The Centers for Medicare & Medicaid Services (CMS), in a Nov. 30 draft memorandum, has proposed that “the evidence is not sufficient” to determine that the results of NaF-18 PET imaging to identify bone metastases improve health outcomes of beneficiaries with cancer, and therefore, is looking to stop reimbursements for the procedure.
On June 4, CMS opened a reconsideration of Section 220.6 of the National Coverage Determinations Manual to review evidence on the use of NaF-18 (sodium fluoride-18) imaging to identify bone metastasis of cancer.
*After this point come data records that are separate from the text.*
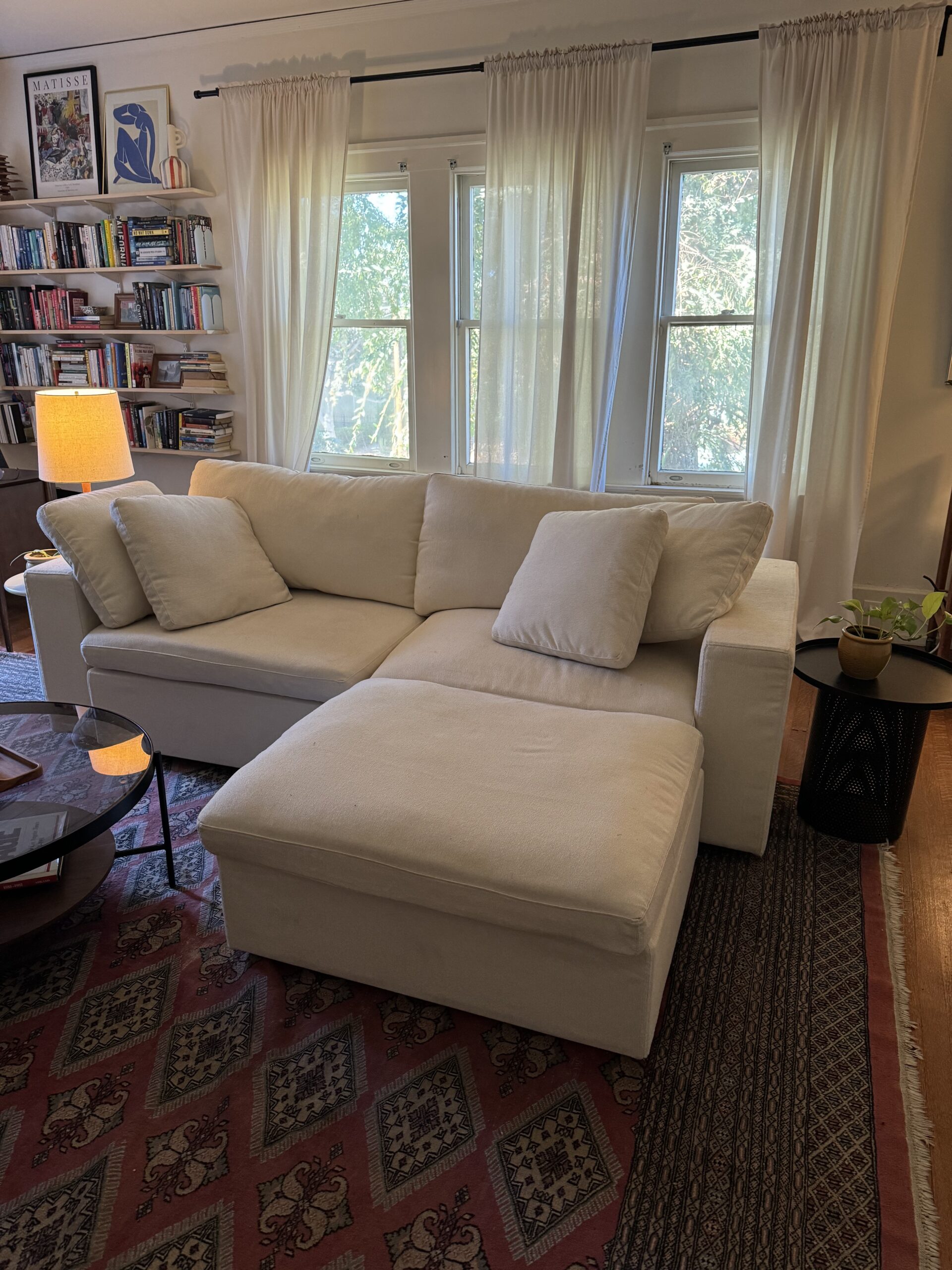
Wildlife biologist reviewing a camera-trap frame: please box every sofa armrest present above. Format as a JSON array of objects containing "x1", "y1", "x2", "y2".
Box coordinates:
[
  {"x1": 694, "y1": 560, "x2": 798, "y2": 856},
  {"x1": 24, "y1": 559, "x2": 100, "y2": 705}
]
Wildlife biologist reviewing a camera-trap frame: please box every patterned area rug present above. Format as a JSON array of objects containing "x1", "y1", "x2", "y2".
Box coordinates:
[{"x1": 0, "y1": 659, "x2": 937, "y2": 1270}]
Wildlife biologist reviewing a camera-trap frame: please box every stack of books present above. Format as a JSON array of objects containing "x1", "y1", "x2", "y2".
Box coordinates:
[
  {"x1": 0, "y1": 396, "x2": 37, "y2": 446},
  {"x1": 180, "y1": 348, "x2": 230, "y2": 392},
  {"x1": 179, "y1": 409, "x2": 235, "y2": 454}
]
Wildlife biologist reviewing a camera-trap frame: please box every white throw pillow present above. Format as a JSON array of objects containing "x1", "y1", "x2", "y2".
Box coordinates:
[
  {"x1": 37, "y1": 480, "x2": 163, "y2": 630},
  {"x1": 641, "y1": 503, "x2": 773, "y2": 644},
  {"x1": 112, "y1": 494, "x2": 291, "y2": 631},
  {"x1": 492, "y1": 507, "x2": 668, "y2": 671}
]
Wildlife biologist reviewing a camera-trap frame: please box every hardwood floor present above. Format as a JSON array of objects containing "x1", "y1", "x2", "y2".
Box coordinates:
[
  {"x1": 779, "y1": 680, "x2": 952, "y2": 1270},
  {"x1": 10, "y1": 615, "x2": 952, "y2": 1270}
]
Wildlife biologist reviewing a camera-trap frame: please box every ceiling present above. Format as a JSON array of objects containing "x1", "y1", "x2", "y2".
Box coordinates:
[{"x1": 0, "y1": 0, "x2": 500, "y2": 57}]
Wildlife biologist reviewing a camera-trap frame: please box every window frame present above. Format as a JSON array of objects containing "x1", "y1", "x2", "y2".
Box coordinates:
[
  {"x1": 453, "y1": 166, "x2": 486, "y2": 476},
  {"x1": 313, "y1": 174, "x2": 416, "y2": 472},
  {"x1": 645, "y1": 146, "x2": 758, "y2": 492}
]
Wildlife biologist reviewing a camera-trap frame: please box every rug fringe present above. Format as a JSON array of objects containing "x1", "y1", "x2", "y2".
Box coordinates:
[{"x1": 880, "y1": 850, "x2": 941, "y2": 1270}]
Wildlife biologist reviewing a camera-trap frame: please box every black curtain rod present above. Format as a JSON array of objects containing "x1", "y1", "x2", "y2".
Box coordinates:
[{"x1": 193, "y1": 4, "x2": 952, "y2": 98}]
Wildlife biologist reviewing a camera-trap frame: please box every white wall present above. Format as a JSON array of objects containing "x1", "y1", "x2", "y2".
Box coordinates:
[{"x1": 0, "y1": 0, "x2": 952, "y2": 589}]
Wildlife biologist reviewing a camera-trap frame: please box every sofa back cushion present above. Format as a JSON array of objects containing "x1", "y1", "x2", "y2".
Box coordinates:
[
  {"x1": 37, "y1": 480, "x2": 163, "y2": 630},
  {"x1": 416, "y1": 475, "x2": 711, "y2": 617},
  {"x1": 189, "y1": 458, "x2": 428, "y2": 608}
]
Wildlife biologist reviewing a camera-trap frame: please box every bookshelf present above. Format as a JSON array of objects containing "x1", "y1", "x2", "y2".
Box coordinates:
[{"x1": 0, "y1": 186, "x2": 215, "y2": 212}]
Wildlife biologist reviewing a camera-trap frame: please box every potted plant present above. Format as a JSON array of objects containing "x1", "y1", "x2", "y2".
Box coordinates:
[{"x1": 816, "y1": 590, "x2": 952, "y2": 680}]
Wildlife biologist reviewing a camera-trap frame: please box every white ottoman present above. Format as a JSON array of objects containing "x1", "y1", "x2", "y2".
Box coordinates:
[{"x1": 198, "y1": 680, "x2": 703, "y2": 1058}]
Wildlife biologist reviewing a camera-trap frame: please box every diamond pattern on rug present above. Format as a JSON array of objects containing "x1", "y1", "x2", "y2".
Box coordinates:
[
  {"x1": 52, "y1": 956, "x2": 179, "y2": 1076},
  {"x1": 0, "y1": 1147, "x2": 123, "y2": 1270},
  {"x1": 367, "y1": 1045, "x2": 483, "y2": 1208},
  {"x1": 251, "y1": 1017, "x2": 367, "y2": 1159},
  {"x1": 146, "y1": 978, "x2": 267, "y2": 1115},
  {"x1": 486, "y1": 1084, "x2": 622, "y2": 1261},
  {"x1": 258, "y1": 1142, "x2": 353, "y2": 1270},
  {"x1": 0, "y1": 935, "x2": 97, "y2": 1027},
  {"x1": 105, "y1": 1203, "x2": 235, "y2": 1270}
]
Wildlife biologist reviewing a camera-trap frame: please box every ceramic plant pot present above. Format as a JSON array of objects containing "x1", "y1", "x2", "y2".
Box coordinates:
[{"x1": 836, "y1": 626, "x2": 892, "y2": 680}]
However, the agency also proposed that the available evidence is sufficient to determine that NaF-18 PET imaging to identify bone metastasis of cancer to inform the “initial antitumor treatment strategy or to guide subsequent antitumor treatment strategy after the completion of initial treatment is reasonable and necessary through coverage with evidence development.”
The memo said that the clinical studies for which Medicare will provide coverage must answer one or more of the following questions: “Does the addition of NaF-18 PET imaging lead to a change in the likelihood of appropriate referrals for palliative care; improved quality of life; or improved survival?”
CMS is soliciting public comment on the proposed decision through Dec. 30. The decision should be finalized by Feb. 28, 2010.